Developing a successful technology strategy can be difficult for any enterprise and especially challenging for community financial institutions (CFIs). So, you may want to check out the most recent 2019 Bank Director's Tech Survey. It offers a chance to see how you stack up against your peers and can differentiate yourself from the competition. Today, we'll focus on three ideas from this report to think about, when fine-tuning your tech strategy: thinking outside the core, commercial lending, and employee satisfaction.
Any conversation about technology is sure to touch on core systems. For 50% of the respondents from the survey, core provider agreements come up for renewal in the next 5Ys. However, 60% of those banks say they're unlikely to switch. Still, around 60% feel core providers are slow to innovate. Since switching providers can be a costly process, what can you do?
One option is to explore joint ventures with tech-savvy providers that are already plugged into your core. A small number of banks have started using these newer players for account openings, new deposits, and other white-label implementations. If you're considering this kind of expansion, be sure to understand the regulatory pieces too.
Since small businesses are key to CFI success, commercial lending is another area where you will likely want to re-examine your tech blueprint. The survey found only 30% of respondents believed their tech strategy should generate top-line growth. That means most banks are more concerned with reducing costs than increasing revenue, when it comes to tech. This approach has improved efficiency ratios industrywide over the past 20Ys. Yet, revenue per dollar of assets has gone down in that period too.
So, investing in technology that helps boost your revenue, in addition to cost-cutting, is an area of opportunity. One way to achieve this outcome is to identify technology that creates efficiencies by streamlining the commercial loan process. Start to research companies that provide tools to speed up and smooth out those negotiations. Specifically, look into profitability and decision software that can potentially grow your revenue. We have a customer profitability solution to help you here too. So, feel free to reach out for more information.

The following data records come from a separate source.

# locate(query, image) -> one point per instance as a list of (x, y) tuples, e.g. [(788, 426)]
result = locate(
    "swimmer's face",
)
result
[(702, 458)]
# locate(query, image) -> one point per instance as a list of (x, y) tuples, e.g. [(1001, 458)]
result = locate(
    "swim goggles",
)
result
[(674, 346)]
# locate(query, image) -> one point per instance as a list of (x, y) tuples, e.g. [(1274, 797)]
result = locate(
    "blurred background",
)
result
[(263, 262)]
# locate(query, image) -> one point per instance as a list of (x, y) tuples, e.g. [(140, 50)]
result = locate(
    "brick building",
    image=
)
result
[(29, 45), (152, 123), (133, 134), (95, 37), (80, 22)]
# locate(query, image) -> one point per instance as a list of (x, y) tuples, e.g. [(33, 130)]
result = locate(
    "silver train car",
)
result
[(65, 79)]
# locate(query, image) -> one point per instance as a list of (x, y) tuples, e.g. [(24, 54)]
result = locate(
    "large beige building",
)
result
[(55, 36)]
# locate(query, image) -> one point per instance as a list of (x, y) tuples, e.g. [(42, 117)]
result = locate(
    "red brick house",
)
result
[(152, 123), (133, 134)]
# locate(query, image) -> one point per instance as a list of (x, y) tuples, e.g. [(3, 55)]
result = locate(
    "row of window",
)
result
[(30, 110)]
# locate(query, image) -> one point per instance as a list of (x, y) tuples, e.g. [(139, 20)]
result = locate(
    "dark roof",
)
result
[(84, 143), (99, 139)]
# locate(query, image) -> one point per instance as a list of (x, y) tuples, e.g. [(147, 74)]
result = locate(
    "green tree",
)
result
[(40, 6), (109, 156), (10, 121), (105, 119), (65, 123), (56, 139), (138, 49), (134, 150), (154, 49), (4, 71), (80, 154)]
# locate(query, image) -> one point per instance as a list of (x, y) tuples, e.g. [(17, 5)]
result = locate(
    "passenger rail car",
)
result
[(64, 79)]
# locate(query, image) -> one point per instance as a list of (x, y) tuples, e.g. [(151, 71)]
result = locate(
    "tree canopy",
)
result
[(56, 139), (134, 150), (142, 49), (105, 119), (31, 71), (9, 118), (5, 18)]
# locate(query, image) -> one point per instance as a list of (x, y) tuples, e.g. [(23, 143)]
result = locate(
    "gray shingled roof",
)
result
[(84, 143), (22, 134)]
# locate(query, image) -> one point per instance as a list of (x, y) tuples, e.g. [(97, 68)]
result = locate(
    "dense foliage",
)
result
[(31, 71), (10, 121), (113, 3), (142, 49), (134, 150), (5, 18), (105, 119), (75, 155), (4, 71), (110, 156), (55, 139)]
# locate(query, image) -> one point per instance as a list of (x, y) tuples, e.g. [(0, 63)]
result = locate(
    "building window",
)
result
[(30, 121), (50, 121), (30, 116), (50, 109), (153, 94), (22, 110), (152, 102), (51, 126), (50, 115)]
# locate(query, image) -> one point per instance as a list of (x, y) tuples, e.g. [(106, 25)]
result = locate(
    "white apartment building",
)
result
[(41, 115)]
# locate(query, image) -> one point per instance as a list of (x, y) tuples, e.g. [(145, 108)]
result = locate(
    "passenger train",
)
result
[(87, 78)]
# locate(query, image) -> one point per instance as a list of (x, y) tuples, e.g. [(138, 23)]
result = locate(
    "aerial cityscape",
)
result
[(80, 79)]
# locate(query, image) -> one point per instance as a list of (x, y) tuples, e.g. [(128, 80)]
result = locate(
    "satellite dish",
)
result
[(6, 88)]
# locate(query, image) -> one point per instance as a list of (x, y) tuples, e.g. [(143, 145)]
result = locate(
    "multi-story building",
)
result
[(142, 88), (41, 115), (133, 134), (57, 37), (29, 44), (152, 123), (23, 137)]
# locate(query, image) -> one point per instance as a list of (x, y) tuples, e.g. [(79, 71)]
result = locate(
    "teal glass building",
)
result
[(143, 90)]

Lastly, keep in mind that the technology you choose can be a big factor in determining your employees' satisfaction. Your technology solution can make mundane work less cumbersome and allow your employees to work harder in other areas. A different study recently found 67% of employees who are unhappy with their company's technology consider finding a different job. Asking for input from those who will use the technology can produce more empowered employees. Countless studies show employees who feel they have something to contribute, create healthier and more successful institutions.